Que soluções para a crise no imobiliário em Portugal?
A dinâmica dos preços imobiliários tem sido um fator determinante no agravamento das desigualdades em diversos países, incluindo Portugal, onde a valorização do mercado habitacional tem ultrapassado os aumentos salariais. Esta tendência repercute-se também no mercado de arrendamento, uma das principais fontes de rendimento para investidores imobiliários e um dos maiores encargos mensais para os arrendatários.
O rendimento familiar, o valor dos imóveis e o custo do financiamento são elementos cruciais que influenciam a participação no mercado imobiliário, seja na compra ou no arrendamento.
A valorização do mercado imobiliário em Portugal a partir de 2017 resultou numa deterioração da acessibilidade à habitação, tanto na compra como no arrendamento, particularmente nas áreas metropolitanas de Lisboa e Porto. Note-se que o rendimento necessário para adquirir uma habitação mediana aumentou consideravelmente nos últimos anos.
Do lado da procura houve alterações significativas na última década, especialmente em Lisboa e Porto, que aumentam fricções no mercado habitacional e pressionam preços.

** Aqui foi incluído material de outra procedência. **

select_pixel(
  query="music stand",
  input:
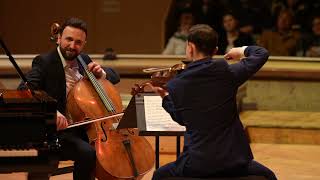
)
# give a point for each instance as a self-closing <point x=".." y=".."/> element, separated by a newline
<point x="135" y="116"/>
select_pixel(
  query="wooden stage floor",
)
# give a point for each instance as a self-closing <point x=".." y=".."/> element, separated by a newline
<point x="288" y="161"/>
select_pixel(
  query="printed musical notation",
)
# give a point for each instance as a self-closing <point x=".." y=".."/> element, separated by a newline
<point x="157" y="119"/>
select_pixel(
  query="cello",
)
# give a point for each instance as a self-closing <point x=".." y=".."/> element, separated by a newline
<point x="121" y="154"/>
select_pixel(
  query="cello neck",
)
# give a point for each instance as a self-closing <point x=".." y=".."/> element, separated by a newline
<point x="98" y="88"/>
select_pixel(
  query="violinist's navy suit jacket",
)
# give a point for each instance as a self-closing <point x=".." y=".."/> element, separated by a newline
<point x="48" y="74"/>
<point x="203" y="98"/>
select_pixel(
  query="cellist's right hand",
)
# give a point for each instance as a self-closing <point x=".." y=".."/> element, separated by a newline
<point x="159" y="90"/>
<point x="61" y="122"/>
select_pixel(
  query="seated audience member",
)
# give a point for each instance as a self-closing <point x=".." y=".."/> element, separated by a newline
<point x="300" y="11"/>
<point x="177" y="43"/>
<point x="109" y="54"/>
<point x="209" y="12"/>
<point x="311" y="41"/>
<point x="282" y="41"/>
<point x="232" y="37"/>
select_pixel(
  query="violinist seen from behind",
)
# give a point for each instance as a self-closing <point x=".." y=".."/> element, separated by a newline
<point x="56" y="73"/>
<point x="203" y="98"/>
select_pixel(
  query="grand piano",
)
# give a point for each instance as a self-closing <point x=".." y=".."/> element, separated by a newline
<point x="28" y="140"/>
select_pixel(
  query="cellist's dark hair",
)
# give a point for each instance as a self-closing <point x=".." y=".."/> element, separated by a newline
<point x="204" y="38"/>
<point x="76" y="23"/>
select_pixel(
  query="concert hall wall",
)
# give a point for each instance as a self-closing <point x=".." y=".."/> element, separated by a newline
<point x="126" y="26"/>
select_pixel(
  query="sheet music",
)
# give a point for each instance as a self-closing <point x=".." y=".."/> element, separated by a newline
<point x="157" y="119"/>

Primeiro, houve uma restruturação familiar que contribuiu para o aumento do número de agregados familiares e a diminuição da sua dimensão. Refira-se que a evolução demográfica foi heterogénea em Portugal, com a população da área metropolitana de Lisboa a crescer 1,7%, enquanto a do Porto diminuiu 1,3%.
Segundo, verificou-se um aumento da procura de habitação por parte de estrangeiros em Portugal. Esse investimento é maioritariamente realizado por cidadãos europeus, que têm direitos estabelecidos e inalienáveis a nível nacional para aceder ao mercado, representando os vistos gold uma parte minoritária desse investimento. No âmbito fiscal, entre 2009 e 2020, houve um universo limitado de cerca de 52 mil beneficiários de redução de IRS através do estatuto de residente não habitual.
Terceiro, a utilização do parque habitacional, a partir de 2014, para atividades turísticas, como os alojamentos locais, foi um outro fator com impacto significativo nos preços das habitações (compra e arrendamento), especialmente em áreas turísticas.
Portugal, tal como vários países europeus, é um mercado com uma oferta inelástica, ou seja, em que esta pouco se expande em resposta às subidas de preços, tornando-os mais voláteis. A última década é marcada por uma diminuição na construção de novas habitações, em parte devido ao foco na reabilitação urbana, que é um processo mais demorado e complexo, às restrições financeiras no sector da construção e às marcas deixadas no sector pela crise financeira internacional de 2008-2009 e pela crise da dívida soberana em 2010-2012. Por outro lado, a baixa elasticidade da oferta de mercado em Portugal é também influenciada por vários factores fiscais e regulatórios:
- Lentidão dos processos e excesso de burocracia no desenvolvimento de projectos imobiliários;
- Instabilidade na regulação imobiliária, com frequentes alterações do quadro legal, gerando desconfiança e afastando potenciais investidores;
- Elevada carga fiscal no sector imobiliário;
- A exigência de um valor significativo de capitais próprios e as taxas de juro, que, após um longo período de valores reduzidos, estão desde o final de 2022 em níveis elevados não observados desde a crise da dívida soberana;
- Imprevisibilidade nos processos de licenciamento, devido à multiplicidade de normas e interpretações, criando incerteza aos investidores
Infelizmente, não existem soluções imediatas para o problema de acessibilidade, que previsivelmente continuará a agravar-se nos próximos anos. Lidar com este problema requer uma visão de longo prazo e exige uma abordagem que passa pelo desenho de políticas governamentais e municipais coerentes, bem como pelo desenvolvimento de projectos individuais.
Nesse sentido:
a) No curto prazo, a estratégia deve ser direccionada para políticas do lado da procura, que apoiem, num horizonte temporal limitado e definido, as famílias em situações mais vulneráveis, enquanto as bases da estratégia de médio prazo são implementadas e começam a surtir os seus efeitos.
b) No médio prazo, deve ser implementada uma estratégia assente na expansão da oferta efectiva, num aumento da sua elasticidade, num planeamento das cidades que queremos ter, numa política integrada de provisão de sistemas de transportes sustentáveis e de bens e serviços públicos, e providenciando qualidade habitacional aos cidadãos de forma sustentável, inclusiva, harmoniosa, acessível e com menor volatilidade de preços e rendas.
c) Relativamente a restrições de procura, medidas absolutas para limitar a procura quer no alojamento local quer por parte de estrangeiros não são eficazes nem desejáveis, devido, por um lado, à grande heterogeneidade espacial do alojamento local e, por outro, à incapacidade de implementar limitações à entrada de estrangeiros nos mercados de habitação e ao reduzido impacto que teriam essas limitações e correspondente alteração da fiscalidade específica.